Relational Causal Discovery with Latent Confounders
Matteo Negro, Andrea Piras, Ragib Ahsan, David Arbour, Elena Zheleva
TL;DR
RelFCI addresses learning causal structure from relational data under latent confounding, extending causal discovery beyond i.i.d. assumptions. It introduces Latent Relational Causal Models (LRCMs) and lifted representations—MAAGG, PAAGG, and PARM—for modeling relational dependencies and their equivalence classes across perspectives, using a hop threshold $h$ (with $h' \ge 2h$ for latent paths). The RelFCI algorithm extends FCI and RCD to relational domains, proving soundness and completeness under ideal conditional independence testing and specified assumptions, and demonstrates robust performance on synthetic data with latent confounders. Collectively, the work advances relational causal discovery by incorporating latent confounding and providing a practical, scalable framework for causal effect estimation in complex relational systems.
Abstract
Estimating causal effects from real-world relational data can be challenging when the underlying causal model and potential confounders are unknown. While several causal discovery algorithms exist for learning causal models with latent confounders from data, they assume that the data is independent and identically distributed (i.i.d.) and are not well-suited for learning from relational data. Similarly, existing relational causal discovery algorithms assume causal sufficiency, which is unrealistic for many real-world datasets.
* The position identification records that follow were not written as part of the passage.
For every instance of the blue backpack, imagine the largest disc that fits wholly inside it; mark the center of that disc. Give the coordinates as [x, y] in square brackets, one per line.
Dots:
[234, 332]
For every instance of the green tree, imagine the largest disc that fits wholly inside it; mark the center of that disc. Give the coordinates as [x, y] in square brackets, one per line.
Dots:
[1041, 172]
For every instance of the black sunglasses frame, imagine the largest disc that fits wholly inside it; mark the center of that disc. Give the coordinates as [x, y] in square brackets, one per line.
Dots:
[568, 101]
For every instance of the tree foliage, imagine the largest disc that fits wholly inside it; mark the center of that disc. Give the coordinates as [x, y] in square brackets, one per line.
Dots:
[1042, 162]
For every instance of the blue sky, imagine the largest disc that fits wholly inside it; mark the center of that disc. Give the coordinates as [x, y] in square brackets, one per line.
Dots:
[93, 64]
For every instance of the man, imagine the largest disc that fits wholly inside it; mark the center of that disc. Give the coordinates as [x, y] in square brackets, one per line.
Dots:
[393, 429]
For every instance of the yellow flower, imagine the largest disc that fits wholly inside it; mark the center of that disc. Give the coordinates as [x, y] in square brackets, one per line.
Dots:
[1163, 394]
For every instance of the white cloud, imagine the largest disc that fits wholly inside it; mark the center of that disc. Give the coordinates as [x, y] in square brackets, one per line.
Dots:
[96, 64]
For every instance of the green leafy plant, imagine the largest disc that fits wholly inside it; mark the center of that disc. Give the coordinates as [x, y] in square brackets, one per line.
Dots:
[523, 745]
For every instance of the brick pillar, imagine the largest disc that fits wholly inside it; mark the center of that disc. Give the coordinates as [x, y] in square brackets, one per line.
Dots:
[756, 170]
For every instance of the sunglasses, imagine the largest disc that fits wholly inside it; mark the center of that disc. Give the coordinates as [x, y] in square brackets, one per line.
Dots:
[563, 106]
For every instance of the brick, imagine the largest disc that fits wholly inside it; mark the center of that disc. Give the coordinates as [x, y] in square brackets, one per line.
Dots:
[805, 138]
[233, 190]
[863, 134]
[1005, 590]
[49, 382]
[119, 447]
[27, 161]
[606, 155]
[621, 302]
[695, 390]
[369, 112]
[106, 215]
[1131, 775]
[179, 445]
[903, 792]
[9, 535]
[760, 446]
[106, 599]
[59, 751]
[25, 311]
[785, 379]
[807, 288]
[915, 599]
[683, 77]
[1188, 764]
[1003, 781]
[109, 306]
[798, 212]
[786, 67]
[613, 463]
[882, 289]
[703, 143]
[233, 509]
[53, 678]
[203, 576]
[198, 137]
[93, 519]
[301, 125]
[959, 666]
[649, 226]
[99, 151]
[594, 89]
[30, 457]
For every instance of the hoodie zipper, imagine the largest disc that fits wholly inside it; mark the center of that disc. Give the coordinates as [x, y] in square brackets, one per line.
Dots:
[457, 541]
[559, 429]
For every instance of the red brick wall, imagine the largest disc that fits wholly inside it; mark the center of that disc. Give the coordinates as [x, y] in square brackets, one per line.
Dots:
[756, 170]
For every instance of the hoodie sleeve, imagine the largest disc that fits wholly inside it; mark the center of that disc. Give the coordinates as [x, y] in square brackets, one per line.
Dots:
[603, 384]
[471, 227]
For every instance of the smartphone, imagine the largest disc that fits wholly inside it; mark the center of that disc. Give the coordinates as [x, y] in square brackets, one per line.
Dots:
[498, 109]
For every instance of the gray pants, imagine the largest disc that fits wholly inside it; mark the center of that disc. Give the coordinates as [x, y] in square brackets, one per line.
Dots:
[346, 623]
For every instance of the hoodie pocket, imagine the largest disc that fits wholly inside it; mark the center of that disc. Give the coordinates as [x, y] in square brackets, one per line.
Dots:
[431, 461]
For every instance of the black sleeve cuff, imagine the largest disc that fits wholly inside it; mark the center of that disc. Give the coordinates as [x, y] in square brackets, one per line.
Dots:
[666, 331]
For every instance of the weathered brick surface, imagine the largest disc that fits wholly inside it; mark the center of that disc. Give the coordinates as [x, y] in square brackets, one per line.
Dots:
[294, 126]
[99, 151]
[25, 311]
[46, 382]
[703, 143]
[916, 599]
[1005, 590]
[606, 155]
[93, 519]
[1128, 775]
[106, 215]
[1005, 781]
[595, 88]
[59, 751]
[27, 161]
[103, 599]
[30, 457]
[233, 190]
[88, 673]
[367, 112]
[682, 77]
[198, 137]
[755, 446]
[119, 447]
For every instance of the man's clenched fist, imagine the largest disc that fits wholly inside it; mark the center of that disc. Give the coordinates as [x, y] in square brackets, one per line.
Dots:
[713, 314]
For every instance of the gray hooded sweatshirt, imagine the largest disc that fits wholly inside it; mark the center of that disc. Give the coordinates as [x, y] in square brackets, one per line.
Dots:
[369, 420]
To address this gap, we propose RelFCI, a sound and complete causal discovery algorithm for relational data with latent confounders. Our work builds upon the Fast Causal Inference (FCI) and Relational Causal Discovery (RCD) algorithms and it defines new graphical models, necessary to support causal discovery in relational domains. We also establish soundness and completeness guarantees for relational d-separation with latent confounders. We present experimental results demonstrating the effectiveness of RelFCI in identifying the correct causal structure in relational causal models with latent confounders.